When I find 'new' antique and vintage books to add to my shop I like to research them. I like to stand out by giving people a real chance to know, not only what the book looks like, but what they might expect to find inside. I check out my online sources not just for comparable value, but who was the author? What kind of books did they write. Sometimes there is very little to find.
That is why I was so surprised when I was adding "Where the Trail Divides" by Will Lillibridge. There were very scarce details about the author online, and he warranted no wiki page, and yet his books were once so popular that two of them were made into movies. My surprise turned out to be a carefully saved newspaper clipping taped into the back cover of the book talking the acquisition of the author's books for the Sioux Falls Library. Because there is so little online about this once popular author (I credit the fact that he died young), I have transposed the entire clipping for my blog, so that others might be able to learn about this interesting writer:
The Daily Argus-Leader, Sioux Falls, S. D. August 1947
Lillibridge Books Put in S. F. Library
Sioux Falls Author Wrote Novels Here in Early 1900sBy Lois Abbie Cornell
The complete works of Dr. Will O. Lillibridge, South Dakota novelist of the early 1900’s who died in 1909 at the age of 31, have been acquired for the Carnegie library by Miss Lora Crouch, city librarian who has been searching for the literature of all South Dakota writers.The last of the Lillibridge books, “A Breath of the Prairie and Other Stories,” (a collection of shorts) was found in the South Dakota collection of H. E. Beebe of Ipswich and purchased by Miss Crouch, making the group of five novels and a technical treatise on Dentistry, complete.“A Breath of the Prairie” was edited and published posthumously by his wife, Edith Kellar Lillibridge, a talented Sioux Falls musician, the daughter of Dr. and Mrs. S. A. Kellar in 1911. In the preface to the work, she pays tribute to the author and observes with a touch of irony: “Every novel may have a happy ending, but a real life story bas but one inevitable ending – death.”
The life of the young author she adds, was a story that is characteristically told in a brief autobiography which he wrote for a magazine not long before his death. He tells his story simply:“I was born on a farm in Union County, Iowa, near the boundary of Dakota territory. Like most boys bred and raised in an atmosphere of 18 hours of work out of the 24 I matured early. At 12 I was a useful citizen, at 15 I was – to all practical purposes – a man – and did a man’s work whatever the need…Something prompted me to explore a university and I went to Iowa where for six years I vibrated between the collegiate dental and medical departments. After graduating from the dental in 1898, I drifted to Sioux Falls and began my profession…Work? My writing is done entirely at night. The waiting room (he calls it his plum tree), requires vigorous shaking in the daytime. After dinner I have a den – telephone proof, piano proof (Mrs. Lillibridge is a professional pianist) and,” he adds humorously, “friend proof!”
Took Yearly Trip
Of his recreational hours, the author comments that “once each year the Lady and I go away somewhere for a time, and forget it entirely. In this way we’ve been able to travel a bit, steal an hour or two, drive, keeping with the speed laws when necessary.”Once each fall, when the frost shrivels the corn stalk and when the author heard “a way up over head, invisible, and the accelerating, throbbing, diminishing purr of wings that drives the sportsman mad” – and the town knew him no more.Although Dr.

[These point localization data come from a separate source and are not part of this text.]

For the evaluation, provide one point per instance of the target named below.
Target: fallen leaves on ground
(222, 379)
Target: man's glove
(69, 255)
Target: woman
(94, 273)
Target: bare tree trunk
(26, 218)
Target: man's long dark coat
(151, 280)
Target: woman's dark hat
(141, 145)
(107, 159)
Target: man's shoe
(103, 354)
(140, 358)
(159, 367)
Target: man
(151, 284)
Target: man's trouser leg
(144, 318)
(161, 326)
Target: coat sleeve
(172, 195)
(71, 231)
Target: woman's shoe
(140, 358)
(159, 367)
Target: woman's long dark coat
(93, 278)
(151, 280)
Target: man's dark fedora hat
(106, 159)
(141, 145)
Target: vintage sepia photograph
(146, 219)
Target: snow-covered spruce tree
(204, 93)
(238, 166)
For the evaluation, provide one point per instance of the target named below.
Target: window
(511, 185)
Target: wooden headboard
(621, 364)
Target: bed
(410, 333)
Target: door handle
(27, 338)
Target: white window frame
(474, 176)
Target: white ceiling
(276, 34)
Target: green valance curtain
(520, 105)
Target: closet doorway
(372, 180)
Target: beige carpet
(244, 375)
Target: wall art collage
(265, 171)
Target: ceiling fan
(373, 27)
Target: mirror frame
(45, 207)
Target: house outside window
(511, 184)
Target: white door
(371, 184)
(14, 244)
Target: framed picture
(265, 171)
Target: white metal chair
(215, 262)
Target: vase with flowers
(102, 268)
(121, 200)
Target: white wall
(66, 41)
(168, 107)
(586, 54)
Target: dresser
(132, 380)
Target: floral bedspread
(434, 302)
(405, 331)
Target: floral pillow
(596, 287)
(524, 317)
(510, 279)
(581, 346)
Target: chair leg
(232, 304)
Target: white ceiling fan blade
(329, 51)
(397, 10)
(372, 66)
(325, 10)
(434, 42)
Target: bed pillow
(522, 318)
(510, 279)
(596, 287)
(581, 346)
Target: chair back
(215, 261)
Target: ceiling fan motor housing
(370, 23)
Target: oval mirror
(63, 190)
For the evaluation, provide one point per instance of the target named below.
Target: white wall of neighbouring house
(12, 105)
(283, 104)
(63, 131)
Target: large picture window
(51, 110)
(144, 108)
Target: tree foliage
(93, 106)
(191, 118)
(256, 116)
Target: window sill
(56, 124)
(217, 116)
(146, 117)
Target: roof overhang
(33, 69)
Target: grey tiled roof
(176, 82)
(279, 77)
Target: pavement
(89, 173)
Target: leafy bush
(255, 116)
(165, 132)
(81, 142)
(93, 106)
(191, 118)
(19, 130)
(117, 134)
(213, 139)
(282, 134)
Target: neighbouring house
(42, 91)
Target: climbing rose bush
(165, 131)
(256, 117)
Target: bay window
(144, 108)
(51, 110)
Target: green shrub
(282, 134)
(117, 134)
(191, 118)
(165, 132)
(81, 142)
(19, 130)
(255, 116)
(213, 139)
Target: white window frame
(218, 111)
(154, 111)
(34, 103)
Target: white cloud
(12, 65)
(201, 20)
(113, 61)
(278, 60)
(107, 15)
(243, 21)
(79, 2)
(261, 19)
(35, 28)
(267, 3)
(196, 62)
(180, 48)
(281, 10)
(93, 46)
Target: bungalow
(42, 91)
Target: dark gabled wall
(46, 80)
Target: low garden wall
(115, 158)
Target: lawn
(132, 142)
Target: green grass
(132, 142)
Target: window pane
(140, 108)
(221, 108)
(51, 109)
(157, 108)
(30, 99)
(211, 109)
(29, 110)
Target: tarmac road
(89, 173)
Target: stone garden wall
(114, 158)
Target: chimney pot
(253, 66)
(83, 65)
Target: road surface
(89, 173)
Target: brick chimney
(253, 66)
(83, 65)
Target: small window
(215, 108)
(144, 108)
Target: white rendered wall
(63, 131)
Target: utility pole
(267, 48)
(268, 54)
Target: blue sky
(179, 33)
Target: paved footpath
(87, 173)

Lillibridge was devoted to an outdoor life, to which he confesses on every occasion in his autobiography, his appearance was that of an ascetic. He was quiet manner that bespoke an inner life which his immediate companions did not touch.
Was “Striking Figure”
He was a familiar and striking figure in the environs of the old Minnehaha block where his office was located. On summer days he was attired in white linen and natty straw sailor; in winter his tweeds, immaculate, the very personification of his hero De Young in “The Stuff of Heroes”; or Stephen Armstrong in his novel, “The Dominant Dollar.” Or during the hunting season, in hunting togs for he loved the fields, the prairies and the autumn season sports.He died at his home in Sioux Falls in January, 1909 and it fell to the lot of “The Lady” to write finis across the pages had left unfinished. Five novels, the first “Ben Blair;” later “Where the Trail Divides,” which today would be considered a western; “The Dissolving Circle,” “The Quest Eternal” the setting of which is Sioux Falls, and “The Dominant Dollar.”
Had Whimsical Touch
Only one of the books has a whimsical touch, the story of a tree in the Ozarks. In the eight years’ time the writer had created a wide interest in his “best sellers.”And as “The Lady” wrote across the final page: ….you who know his prairie tales must have read between the lines – ….unless he loved the honk of the wild geese how could he write, “to those who have heard it year after year, it is the sweetest most insistent music. It is the spirit of the world, of magnificent distances, of freedom…”The Lillibridge collection includes romance and adventure, and the city library is especially building up a large collection of the works of South Dakota writers, Miss Crouch announced.